My previous piece: Keys, Cays, and Cayos gave some history and definition to the names. All three have the same meaning: a coral reef that has accumulated enough sediment to become and island. The prerequisite is a coral reef, which limits the geographic area to warm, subtropical and tropical waters like Florida, the Bahamas, and the Caribbean.
After releasing that piece, we attended a presentation at the College of the Florida Keys in Stock Island. Brian Schmitt walked a large crowd through the the history of maps of the area as well as the Gulf Stream.
The first revelation of the presentation was a map dated 1510, which showed the southern tip of Florida and the Keys, three years before Ponce De Leon “discovered” Florida in 1513. The discovery should probably be credited to Sebastian Cabot who sailed the Eastern Seaboard of the current US in 1508 and 1509. His log claims that they sailed far enough south along the landmass that he was able to turn west. That would have been somewhere in the Keys.
Though De Leon might not have been the first European to land in Florida he did name the island chain the Martines, meaning martyrs. The common reason was that in profile the Keys looked like suffering men from a distance. Schmitt had a different theory.
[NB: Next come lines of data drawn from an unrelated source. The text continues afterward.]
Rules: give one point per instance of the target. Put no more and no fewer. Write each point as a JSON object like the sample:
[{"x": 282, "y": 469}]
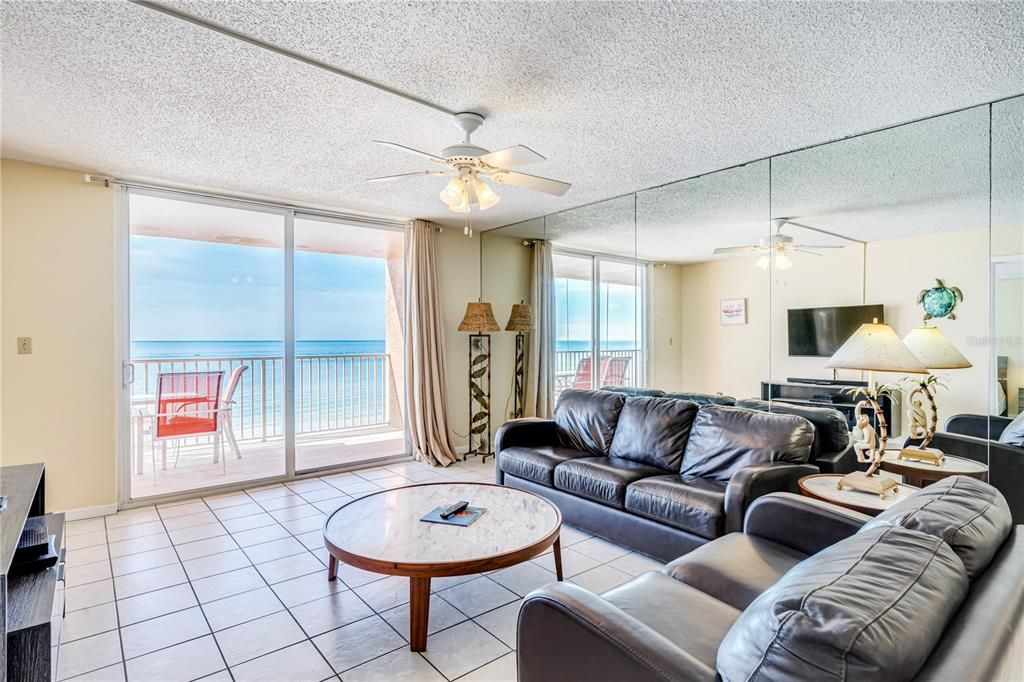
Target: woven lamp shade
[
  {"x": 521, "y": 318},
  {"x": 934, "y": 350},
  {"x": 876, "y": 347},
  {"x": 479, "y": 318}
]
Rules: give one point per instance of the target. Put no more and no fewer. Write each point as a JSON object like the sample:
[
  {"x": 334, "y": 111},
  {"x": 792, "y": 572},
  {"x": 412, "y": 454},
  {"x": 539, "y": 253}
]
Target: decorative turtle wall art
[{"x": 939, "y": 301}]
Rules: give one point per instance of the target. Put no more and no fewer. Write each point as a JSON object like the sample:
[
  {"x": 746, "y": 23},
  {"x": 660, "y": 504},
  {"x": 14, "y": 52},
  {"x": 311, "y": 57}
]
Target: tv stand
[{"x": 836, "y": 394}]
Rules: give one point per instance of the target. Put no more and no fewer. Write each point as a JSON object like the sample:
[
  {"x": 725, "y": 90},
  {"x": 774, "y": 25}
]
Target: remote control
[{"x": 454, "y": 509}]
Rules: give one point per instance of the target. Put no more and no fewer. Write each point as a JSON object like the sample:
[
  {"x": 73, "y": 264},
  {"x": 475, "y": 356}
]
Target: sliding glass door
[
  {"x": 599, "y": 313},
  {"x": 262, "y": 343}
]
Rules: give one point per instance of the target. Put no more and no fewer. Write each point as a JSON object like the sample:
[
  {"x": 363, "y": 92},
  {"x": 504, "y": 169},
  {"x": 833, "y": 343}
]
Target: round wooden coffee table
[
  {"x": 382, "y": 533},
  {"x": 822, "y": 486},
  {"x": 923, "y": 473}
]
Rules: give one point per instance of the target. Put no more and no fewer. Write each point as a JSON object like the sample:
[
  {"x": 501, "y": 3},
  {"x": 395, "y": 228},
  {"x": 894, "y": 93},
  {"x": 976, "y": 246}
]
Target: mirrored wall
[{"x": 740, "y": 285}]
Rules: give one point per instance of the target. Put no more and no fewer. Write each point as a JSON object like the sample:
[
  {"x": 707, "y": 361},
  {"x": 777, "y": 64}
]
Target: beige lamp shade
[
  {"x": 521, "y": 318},
  {"x": 876, "y": 347},
  {"x": 478, "y": 318},
  {"x": 934, "y": 350}
]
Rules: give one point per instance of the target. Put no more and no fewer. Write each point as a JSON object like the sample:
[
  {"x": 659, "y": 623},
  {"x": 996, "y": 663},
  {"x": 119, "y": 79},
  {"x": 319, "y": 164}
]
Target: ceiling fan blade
[
  {"x": 511, "y": 157},
  {"x": 535, "y": 182},
  {"x": 425, "y": 155},
  {"x": 385, "y": 178},
  {"x": 725, "y": 250}
]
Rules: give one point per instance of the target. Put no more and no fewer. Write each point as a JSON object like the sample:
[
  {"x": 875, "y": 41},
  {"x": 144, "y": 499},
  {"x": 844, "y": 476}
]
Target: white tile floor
[{"x": 235, "y": 587}]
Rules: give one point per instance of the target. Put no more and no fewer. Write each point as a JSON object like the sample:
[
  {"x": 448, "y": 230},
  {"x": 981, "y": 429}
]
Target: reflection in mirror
[{"x": 701, "y": 241}]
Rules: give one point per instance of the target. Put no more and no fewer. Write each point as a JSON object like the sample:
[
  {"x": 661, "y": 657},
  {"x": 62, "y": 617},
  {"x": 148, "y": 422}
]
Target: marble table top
[
  {"x": 386, "y": 525},
  {"x": 823, "y": 487}
]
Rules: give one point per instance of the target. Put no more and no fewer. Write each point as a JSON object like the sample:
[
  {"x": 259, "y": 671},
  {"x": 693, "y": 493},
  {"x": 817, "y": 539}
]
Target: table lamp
[
  {"x": 520, "y": 321},
  {"x": 935, "y": 351},
  {"x": 873, "y": 347},
  {"x": 479, "y": 321}
]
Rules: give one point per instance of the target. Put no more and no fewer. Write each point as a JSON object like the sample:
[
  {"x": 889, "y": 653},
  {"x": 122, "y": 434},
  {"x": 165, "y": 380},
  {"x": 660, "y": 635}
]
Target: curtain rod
[
  {"x": 348, "y": 217},
  {"x": 224, "y": 31}
]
He thinks that the Keys were a battleground between the Calusa Indians based on the west coast and the Tequesta Indians on the east coast. Separated by the Everglades, the Keys would have been the likely place the two warring tribes met. In that case the name would mean the place of suffering.
The name of the island chain didn’t change until around 1800. As aids to navigation the earlier charts were more concerned with the reef and the name Florida Reef appears before the Keys. The Tortugas were named and placed accurately on charts much earlier.
The presentation gave me some ideas for a new book. Something along the lines of a treasure hunt solved by referencing some of the old maps.